Feds say they caught a key figure in the massive Mt. Gox Bitcoin hack
On Wednesday morning we reported on the arrest of a Russian man suspected of running a $4 billion dollar money laundering scheme. Later in the day, US officials released the indictment against the suspect, Alexander Vinnik.
That indictment reveals that the alleged $4 billion money laundering operation was actually BTC-e, one of the Internet’s most popular Bitcoin exchanges. And Vinnik, the feds say, was an owner and operator of BTC-e. According to the feds, BTC-e didn’t comply with anti-money laundering laws that require financial businesses to collect information about their customers and report suspicious activity to the authorities. As a result, it became popular with ransomware authors looking to cash in their ill-gotten bitcoins and drug traffickers and other criminals looking to move money around the world.
The feds also suggest that Vinnik was a central figure in the massive bitcoin theft that was a major factor in the downfall of Mt. Gox, the Japanese Bitcoin exchange that led the market in Bitcoin’s early years. If those allegations are confirmed, it would lay to rest one of the biggest unsolved crimes in the Bitcoin world.
At the same time, the Financial Crimes Enforcement Network, the US agency responsible for enforcing money laundering laws, announced a $110 million fine against BTC-e.
“We will hold accountable foreign-located money transmitters, including virtual currency exchangers, that do business in the United States when they willfully violate US anti-money laundering laws,” said Jamal El-Hindi, acting director of FinCEN. “This action should be a strong deterrent to anyone who thinks that they can facilitate ransomware, dark net drug sales, or conduct other illicit activity using encrypted virtual currency.”
BTC-e has always had a reputation for secrecy. Until recently, all that was known about its ownership was from a 2013 Coindesk article stating that the exchange was run by “Russian programmers Aleksey and Alexander.” The exchange was rumored to be based in Bulgaria, but it used a variety of shell companies and intermediaries to hide its operations.
Advertisement
The law—in the US and other countries—requires financial intermediaries to collect identifying information from customers to assist law enforcement’s fight against money laundering and other crimes. But the indictment charges that BTC-e failed to follow these laws. Anyone could register for a BTC-e account with just a username, password, and e-mail address, allowing them to potentially cash-in ill-gotten bitcoins without leaving fingerprints.

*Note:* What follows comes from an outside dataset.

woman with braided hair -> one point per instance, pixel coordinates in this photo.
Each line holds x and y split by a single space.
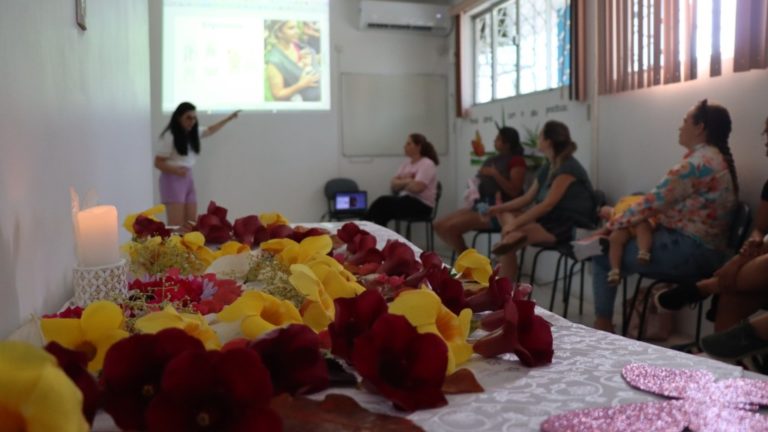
693 205
741 284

The scale of BTC-e was huge. Between 2011 and 2016, the feds say, the site received 9.4 million bitcoins. That’s more than $20 billion at today’s prices, though bitcoins were worth a small fraction of their current value in BTC-e’s early years.
Bitcoin is often described as an anonymous payment platform. But the open nature of its shared transaction ledger, the blockchain, often makes it possible to do forensic analysis of financial flows on the Bitcoin network. And the indictment suggests that Vinnik didn’t do a good job of covering his tracks. Funds stolen from Mt. Gox were deposited at BTC-e, to a now-defunct Bitcoin exchange called Trade Hill, and back to Mt. Gox under another account name.

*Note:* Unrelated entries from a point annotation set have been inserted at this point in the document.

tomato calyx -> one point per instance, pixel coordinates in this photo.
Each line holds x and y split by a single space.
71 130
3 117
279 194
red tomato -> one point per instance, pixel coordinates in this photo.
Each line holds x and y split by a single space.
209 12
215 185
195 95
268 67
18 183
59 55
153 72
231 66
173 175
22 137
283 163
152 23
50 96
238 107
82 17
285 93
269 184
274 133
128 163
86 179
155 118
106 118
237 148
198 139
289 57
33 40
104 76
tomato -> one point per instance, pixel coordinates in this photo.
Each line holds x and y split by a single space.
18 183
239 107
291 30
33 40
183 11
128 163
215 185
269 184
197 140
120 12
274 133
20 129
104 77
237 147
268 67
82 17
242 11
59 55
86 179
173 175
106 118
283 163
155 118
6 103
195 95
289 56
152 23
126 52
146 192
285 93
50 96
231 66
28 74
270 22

The BTC-e deposits were made to several different BTC-e accounts. These accounts, in turn, were “directly linked to a variety of different BTC-e administrative accounts, accounts for which only BTC-e administrators and/or operators would have had access.” The authorities say that some of these deposits were then cashed out to conventional bank accounts controlled by Vinnik.

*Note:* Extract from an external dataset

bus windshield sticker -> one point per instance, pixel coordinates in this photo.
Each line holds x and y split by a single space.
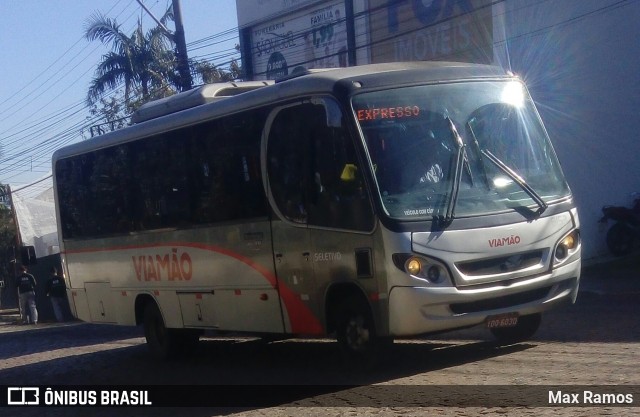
378 113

Other criminals used BTC-e too, prosecutors say. The perpetrators of a ransomware program called CryptoWall used BTC-e to cash out hundreds of thousands of dollars’ worth of Bitcoin. The indictment also names two corrupt federal agents who engaged in theft of government property and extortion and then laundered the funds through BTC-e.
The operators of BTC-e have not responded to Vinnik’s arrest. A Tuesday tweet stated that the site had been taken down for “unscheduled ongoing maintenance.” The most recent tweet, written in Russian on Wednesday, said that the site expected to go back online in five to 10 days. But with the site being named alongside Vinnik in the criminal indictment, that seems pretty unlikely.